Detecting Prefix Bias in LLM-based Reward Models
This work addresses fairness issues in AI by exposing biases in reward models used for RLHF, which is crucial for developers and researchers aiming to build more equitable systems, though it is incremental in proposing mitigation strategies.
The paper tackled the problem of prefix bias in LLM-based reward models trained on human preference datasets, revealing significant biases across racial and gender dimensions through novel detection methods and demonstrating that these biases persist across diverse datasets and architectures.

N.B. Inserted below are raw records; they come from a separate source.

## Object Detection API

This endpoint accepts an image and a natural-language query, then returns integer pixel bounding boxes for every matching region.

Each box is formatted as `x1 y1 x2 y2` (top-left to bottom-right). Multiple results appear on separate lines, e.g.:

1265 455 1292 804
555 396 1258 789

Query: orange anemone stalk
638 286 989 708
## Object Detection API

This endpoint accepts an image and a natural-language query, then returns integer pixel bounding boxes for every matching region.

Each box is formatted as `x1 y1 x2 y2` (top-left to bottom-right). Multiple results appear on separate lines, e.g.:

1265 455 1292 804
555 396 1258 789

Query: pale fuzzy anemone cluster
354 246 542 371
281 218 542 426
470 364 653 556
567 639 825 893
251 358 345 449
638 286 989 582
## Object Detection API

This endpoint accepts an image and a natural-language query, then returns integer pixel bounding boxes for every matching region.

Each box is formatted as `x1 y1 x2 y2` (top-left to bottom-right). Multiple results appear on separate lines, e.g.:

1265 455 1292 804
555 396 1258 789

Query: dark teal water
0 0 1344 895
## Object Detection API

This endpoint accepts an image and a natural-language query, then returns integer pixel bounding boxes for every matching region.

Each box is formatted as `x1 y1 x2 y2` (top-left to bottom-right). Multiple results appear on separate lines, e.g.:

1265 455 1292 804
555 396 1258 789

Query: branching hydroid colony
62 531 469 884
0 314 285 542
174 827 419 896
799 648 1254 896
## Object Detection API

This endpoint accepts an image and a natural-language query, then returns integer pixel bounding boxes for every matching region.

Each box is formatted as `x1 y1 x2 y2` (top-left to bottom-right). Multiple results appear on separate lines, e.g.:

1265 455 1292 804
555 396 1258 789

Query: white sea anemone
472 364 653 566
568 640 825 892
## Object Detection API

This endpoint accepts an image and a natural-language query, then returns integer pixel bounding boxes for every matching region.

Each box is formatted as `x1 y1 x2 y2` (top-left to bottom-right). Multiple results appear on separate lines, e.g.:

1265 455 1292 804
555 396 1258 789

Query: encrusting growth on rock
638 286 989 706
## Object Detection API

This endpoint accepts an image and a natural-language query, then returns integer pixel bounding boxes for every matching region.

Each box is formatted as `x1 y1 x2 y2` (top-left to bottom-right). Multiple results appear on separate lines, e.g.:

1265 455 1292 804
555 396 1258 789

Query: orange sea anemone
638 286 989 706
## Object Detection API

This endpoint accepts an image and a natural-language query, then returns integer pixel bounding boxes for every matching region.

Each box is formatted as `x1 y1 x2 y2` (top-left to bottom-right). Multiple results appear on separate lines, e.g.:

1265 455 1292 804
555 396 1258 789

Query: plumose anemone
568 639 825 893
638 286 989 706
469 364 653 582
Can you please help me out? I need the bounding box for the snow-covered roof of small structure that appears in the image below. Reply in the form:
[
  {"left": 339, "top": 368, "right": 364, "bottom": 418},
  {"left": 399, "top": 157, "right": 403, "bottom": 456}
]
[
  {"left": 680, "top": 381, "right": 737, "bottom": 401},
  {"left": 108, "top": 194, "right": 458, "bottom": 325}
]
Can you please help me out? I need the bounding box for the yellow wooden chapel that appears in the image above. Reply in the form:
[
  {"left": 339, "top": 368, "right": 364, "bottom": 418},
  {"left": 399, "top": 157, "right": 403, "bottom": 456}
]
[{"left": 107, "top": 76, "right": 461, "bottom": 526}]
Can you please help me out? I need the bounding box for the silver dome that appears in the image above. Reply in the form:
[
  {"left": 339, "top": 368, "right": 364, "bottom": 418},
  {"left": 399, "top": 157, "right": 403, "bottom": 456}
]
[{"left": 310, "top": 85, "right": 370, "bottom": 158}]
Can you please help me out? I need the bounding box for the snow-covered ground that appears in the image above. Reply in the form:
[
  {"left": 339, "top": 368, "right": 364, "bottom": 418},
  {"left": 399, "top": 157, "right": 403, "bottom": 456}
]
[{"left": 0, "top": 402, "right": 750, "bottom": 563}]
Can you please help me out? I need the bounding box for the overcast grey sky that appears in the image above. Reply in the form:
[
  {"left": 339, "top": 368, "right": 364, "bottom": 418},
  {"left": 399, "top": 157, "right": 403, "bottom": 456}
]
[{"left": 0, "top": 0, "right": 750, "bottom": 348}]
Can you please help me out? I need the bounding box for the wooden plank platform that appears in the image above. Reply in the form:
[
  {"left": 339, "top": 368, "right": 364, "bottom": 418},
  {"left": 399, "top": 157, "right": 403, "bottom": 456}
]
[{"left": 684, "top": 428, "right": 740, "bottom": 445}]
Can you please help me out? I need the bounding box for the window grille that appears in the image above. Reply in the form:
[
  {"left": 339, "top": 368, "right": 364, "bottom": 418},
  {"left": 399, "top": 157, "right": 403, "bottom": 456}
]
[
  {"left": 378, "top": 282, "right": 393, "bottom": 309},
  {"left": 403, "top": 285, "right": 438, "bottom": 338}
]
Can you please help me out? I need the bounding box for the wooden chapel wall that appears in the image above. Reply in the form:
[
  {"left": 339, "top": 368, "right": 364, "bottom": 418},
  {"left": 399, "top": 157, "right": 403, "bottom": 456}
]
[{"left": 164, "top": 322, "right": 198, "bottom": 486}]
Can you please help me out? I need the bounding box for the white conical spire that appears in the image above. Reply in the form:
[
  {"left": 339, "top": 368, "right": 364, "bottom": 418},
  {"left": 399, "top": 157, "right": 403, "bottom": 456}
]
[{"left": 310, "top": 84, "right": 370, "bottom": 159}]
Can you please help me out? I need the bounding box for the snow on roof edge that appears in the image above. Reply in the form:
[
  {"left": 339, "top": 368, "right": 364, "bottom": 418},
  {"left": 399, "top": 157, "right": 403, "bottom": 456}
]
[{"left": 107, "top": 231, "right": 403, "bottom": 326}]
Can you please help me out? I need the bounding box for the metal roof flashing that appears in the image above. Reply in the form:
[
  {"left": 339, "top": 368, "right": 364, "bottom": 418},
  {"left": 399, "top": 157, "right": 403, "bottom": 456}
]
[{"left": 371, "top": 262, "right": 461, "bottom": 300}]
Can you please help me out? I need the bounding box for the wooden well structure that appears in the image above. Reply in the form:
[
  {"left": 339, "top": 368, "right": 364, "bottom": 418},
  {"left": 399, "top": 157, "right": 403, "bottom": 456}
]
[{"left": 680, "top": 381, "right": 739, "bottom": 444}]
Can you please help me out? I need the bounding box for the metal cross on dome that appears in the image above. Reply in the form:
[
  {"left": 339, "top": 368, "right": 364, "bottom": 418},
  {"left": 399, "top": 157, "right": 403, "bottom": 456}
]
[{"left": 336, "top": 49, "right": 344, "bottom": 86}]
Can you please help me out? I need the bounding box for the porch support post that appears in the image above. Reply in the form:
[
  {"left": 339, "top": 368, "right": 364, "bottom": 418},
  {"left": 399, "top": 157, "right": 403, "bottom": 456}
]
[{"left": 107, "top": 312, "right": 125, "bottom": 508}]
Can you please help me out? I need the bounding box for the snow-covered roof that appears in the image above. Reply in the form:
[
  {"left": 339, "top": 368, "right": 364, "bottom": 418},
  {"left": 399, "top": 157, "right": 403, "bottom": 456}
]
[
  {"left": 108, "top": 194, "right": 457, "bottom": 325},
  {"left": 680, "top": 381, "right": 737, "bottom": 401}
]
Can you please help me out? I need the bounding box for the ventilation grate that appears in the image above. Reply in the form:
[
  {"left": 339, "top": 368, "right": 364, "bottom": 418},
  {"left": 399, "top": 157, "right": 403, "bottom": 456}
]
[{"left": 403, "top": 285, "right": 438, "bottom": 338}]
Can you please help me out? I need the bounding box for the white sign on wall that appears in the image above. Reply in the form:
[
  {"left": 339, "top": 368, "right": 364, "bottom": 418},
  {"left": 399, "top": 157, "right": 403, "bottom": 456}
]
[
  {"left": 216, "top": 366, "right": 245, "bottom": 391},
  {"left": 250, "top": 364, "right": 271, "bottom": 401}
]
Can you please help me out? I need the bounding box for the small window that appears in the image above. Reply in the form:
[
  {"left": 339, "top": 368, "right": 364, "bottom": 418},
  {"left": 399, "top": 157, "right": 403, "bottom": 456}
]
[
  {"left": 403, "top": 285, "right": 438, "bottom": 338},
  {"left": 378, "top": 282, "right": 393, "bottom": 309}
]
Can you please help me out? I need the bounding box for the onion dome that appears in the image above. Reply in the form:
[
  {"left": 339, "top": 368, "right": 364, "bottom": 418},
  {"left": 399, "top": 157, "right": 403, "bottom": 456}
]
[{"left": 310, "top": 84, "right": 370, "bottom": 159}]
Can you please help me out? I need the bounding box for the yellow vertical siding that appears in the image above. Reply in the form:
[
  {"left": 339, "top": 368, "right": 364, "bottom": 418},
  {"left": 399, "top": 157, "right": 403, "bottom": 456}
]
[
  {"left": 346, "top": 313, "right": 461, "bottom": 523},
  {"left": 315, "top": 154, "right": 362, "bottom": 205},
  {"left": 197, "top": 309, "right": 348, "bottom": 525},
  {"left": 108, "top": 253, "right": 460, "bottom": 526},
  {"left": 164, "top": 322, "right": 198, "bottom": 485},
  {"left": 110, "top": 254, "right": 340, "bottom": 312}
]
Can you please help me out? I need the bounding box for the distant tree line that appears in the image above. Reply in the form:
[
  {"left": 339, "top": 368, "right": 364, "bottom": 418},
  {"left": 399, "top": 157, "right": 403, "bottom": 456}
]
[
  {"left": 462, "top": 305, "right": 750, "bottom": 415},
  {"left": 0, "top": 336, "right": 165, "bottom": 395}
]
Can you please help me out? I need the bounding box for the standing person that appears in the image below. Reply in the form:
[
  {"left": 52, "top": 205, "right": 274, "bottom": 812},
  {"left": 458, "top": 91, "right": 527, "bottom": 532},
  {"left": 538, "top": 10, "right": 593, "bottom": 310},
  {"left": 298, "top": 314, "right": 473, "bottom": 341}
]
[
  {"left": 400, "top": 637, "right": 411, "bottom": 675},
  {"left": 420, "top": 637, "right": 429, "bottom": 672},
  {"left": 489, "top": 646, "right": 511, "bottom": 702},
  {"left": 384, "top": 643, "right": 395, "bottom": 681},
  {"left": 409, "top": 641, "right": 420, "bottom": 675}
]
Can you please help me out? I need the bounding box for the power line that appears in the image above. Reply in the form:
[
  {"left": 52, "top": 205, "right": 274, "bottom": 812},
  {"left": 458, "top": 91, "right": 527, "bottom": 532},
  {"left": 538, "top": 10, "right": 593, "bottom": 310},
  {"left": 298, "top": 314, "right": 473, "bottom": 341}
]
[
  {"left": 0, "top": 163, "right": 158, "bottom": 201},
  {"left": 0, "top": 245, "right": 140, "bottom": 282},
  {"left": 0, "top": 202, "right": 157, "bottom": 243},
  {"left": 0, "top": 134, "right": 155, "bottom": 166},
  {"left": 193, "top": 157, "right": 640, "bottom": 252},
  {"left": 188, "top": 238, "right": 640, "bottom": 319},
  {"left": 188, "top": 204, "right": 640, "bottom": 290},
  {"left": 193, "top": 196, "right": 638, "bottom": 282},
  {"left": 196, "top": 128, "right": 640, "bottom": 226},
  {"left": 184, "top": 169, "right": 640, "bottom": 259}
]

Reinforcement Learning with Human Feedback (RLHF) has emerged as a key paradigm for task-specific fine-tuning of language models using human preference data. While numerous publicly available preference datasets provide pairwise comparisons of responses, the potential for biases in the resulting reward models remains underexplored. In this work, we introduce novel methods to detect and evaluate prefix bias -- a systematic shift in model preferences triggered by minor variations in query prefixes -- in LLM-based reward models trained on such datasets. We leverage these metrics to reveal significant biases in preference models across racial and gender dimensions. Our comprehensive evaluation spans diverse open-source preference datasets and reward model architectures, demonstrating susceptibility to this kind of bias regardless of the underlying model architecture. Furthermore, we propose a data augmentation strategy to mitigate these biases, showing its effectiveness in reducing the impact of prefix bias. Our findings highlight the critical need for bias-aware dataset design and evaluation in developing fair and reliable reward models, contributing to the broader discourse on fairness in AI.